Born in Louisville, Kentucky, Allen moved to Philadelphia with his father in the late 1930s. At 18, he enlisted in the military and played alto saxophone and clarinet as a member of the 17th Division Special Service Band—part of the 92nd Infantry Division better known as “the Buffalo Soldiers,” the only all-Black unit to serve in Europe during World War II.

“When you’re young, you dream about being a hero and shoot-outs. I said, ‘If I can’t have a gun, I’m carrying a horn,’” Allen says. He was stationed in Germany and France, and when the war ended, the G.I. Bill paid for Allen to study clarinet under the renowned Ulysse Delécluse at the Paris Conservatory of Music.

Sun Ra, left, and Allen perform with the Sun Ra Arkestra, 1985.

Upon his return to America, Allen headed to Chicago and got a job working at a morgue to support himself while playing at jam sessions around the city. One day, club owner Joe Segal gave him a demo by a musician named Sun Ra—at the time a relative unknown living on the South Side—which changed the course of Allen’s life.

Ra, born Herman Blount, was a free-jazz visionary who fused Egyptian cosmology and Black nationalism into an all-encompassing philosophy and aesthetic. He took Allen on as a student in his nascent ensemble, the Arkestra, which is now considered one of the true watershed bands of the 20th century. However, in the late 1950s, little money was earned by the struggling avant-garde group.

Allen was committed to his cosmic teacher—Ra claimed to be an alien from Saturn who traveled to Earth on a peace-preaching mission—and toughed it out in Chicago, before a move to New York found the band embraced by the downtown underground art scene.

A poster for the 1974 Afrofuturist musical film Space Is the Place, featuring Sun Ra and the Arkestra.

Finally, the Sun Ra Arkestra settled in a communal house in Allen’s hometown of Philadelphia, with Allen acting as Ra’s loyal second-in-command. They flourished throughout the 70s, 80s, and 90s, and recognition of the band’s seismic influence on music and culture finally became widespread. Parliament-Funkadelic, Grace Jones, and even Beyoncé are all in debt to Ra’s synthesizing of African-diaspora culture with science-fiction—what became known as Afrofuturism—through experimental jazz.
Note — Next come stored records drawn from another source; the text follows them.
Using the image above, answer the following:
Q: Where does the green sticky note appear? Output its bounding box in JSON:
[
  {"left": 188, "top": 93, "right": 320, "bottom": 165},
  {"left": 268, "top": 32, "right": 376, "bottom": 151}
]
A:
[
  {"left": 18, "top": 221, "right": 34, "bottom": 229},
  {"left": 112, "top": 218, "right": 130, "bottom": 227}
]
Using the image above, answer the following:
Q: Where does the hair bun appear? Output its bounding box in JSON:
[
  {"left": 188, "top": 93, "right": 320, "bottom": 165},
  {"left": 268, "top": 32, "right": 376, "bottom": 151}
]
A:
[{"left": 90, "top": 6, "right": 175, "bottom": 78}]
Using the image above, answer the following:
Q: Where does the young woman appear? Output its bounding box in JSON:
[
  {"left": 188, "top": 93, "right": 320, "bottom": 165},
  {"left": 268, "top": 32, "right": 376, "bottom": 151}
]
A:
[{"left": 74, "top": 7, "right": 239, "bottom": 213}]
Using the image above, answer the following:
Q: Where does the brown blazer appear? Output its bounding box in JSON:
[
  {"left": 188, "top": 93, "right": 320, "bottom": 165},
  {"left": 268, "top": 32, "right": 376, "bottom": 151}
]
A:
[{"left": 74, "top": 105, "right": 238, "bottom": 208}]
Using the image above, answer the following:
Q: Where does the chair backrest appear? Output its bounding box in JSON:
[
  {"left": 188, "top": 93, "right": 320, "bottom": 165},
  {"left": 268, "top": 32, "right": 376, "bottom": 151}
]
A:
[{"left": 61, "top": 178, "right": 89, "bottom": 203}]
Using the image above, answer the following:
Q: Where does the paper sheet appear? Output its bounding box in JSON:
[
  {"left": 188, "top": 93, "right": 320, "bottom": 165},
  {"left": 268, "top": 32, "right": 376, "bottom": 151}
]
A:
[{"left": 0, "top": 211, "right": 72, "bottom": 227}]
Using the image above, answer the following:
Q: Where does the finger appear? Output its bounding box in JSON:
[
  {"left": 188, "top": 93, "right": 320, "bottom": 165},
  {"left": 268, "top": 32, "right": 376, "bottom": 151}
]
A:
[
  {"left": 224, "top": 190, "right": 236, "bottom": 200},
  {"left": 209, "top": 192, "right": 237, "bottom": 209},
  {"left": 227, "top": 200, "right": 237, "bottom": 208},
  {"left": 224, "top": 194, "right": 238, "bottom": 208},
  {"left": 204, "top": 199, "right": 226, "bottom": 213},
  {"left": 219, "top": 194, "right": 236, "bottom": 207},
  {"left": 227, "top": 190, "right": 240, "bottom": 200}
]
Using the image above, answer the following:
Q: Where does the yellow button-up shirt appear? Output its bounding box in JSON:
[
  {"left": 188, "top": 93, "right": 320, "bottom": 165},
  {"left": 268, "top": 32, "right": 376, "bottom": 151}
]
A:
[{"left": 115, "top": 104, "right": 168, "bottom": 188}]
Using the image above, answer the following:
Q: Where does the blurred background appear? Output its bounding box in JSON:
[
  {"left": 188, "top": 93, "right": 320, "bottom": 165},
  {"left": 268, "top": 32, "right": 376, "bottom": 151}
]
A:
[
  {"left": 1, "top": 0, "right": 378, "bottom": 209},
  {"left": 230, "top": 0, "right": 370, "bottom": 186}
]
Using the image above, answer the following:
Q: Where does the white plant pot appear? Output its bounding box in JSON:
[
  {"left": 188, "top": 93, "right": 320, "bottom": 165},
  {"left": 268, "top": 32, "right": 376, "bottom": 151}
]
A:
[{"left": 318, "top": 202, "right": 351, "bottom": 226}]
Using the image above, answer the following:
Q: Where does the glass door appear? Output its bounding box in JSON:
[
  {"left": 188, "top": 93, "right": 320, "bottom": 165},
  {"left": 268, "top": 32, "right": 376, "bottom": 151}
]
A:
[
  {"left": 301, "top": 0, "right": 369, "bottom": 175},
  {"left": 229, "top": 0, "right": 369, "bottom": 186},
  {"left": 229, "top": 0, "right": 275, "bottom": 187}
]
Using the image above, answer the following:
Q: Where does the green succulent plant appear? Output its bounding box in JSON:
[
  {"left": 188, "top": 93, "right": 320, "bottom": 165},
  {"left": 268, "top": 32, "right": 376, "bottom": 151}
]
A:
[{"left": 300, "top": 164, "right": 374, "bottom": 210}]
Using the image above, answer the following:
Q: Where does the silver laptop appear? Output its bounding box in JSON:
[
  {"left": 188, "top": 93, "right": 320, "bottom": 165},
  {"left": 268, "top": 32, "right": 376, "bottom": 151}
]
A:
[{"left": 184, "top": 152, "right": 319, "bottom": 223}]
Ra claimed to be an alien from Saturn who traveled to Earth on a peace-preaching mission.

On May 30, 1993, Ra passed away at 79, and in 1995, Allen became the Arkestra’s full-time bandleader, a position he’s held ever since, playing alto sax, flute, oboe, and piccolo. He’s also been a pioneer of the E.W.I.—the electronic wind instrument—which is to woodwinds what the synthesizer is to the piano.

“Marshall really took over the operation with such elegance, protecting their legacy but also continuing to make vital work,” says Harper Simon, the son of Paul Simon, who tapped Allen to collaborate on his 2022 album and multi-media project, Meditations on Crime. Simon, who got a chance to visit the Arkestra house, says, “It was like stepping back in time, into the Afrofuturist jazz compound of my dreams.”

Parliament-Funkadelic was one of many bands influenced by Sun Ra’s space-child aesthetic.

On February 14, Allen released New Dawn via Germany’s Week-End Records—the first studio album under his own name. Featuring the centenarian’s masterfully spacey work with his E.W.I., the lovely lead single “African Sunset” sounds like a bossa nova band playing aboard the Starship Enterprise. Neneh Cherry—stepdaughter of jazz trailblazer Don Cherry—lends her distinctive voice to the album’s centerpiece title track, a deliciously dreamy ballad. After 100 trips around the sun, Allen hasn’t slowed down creatively one bit.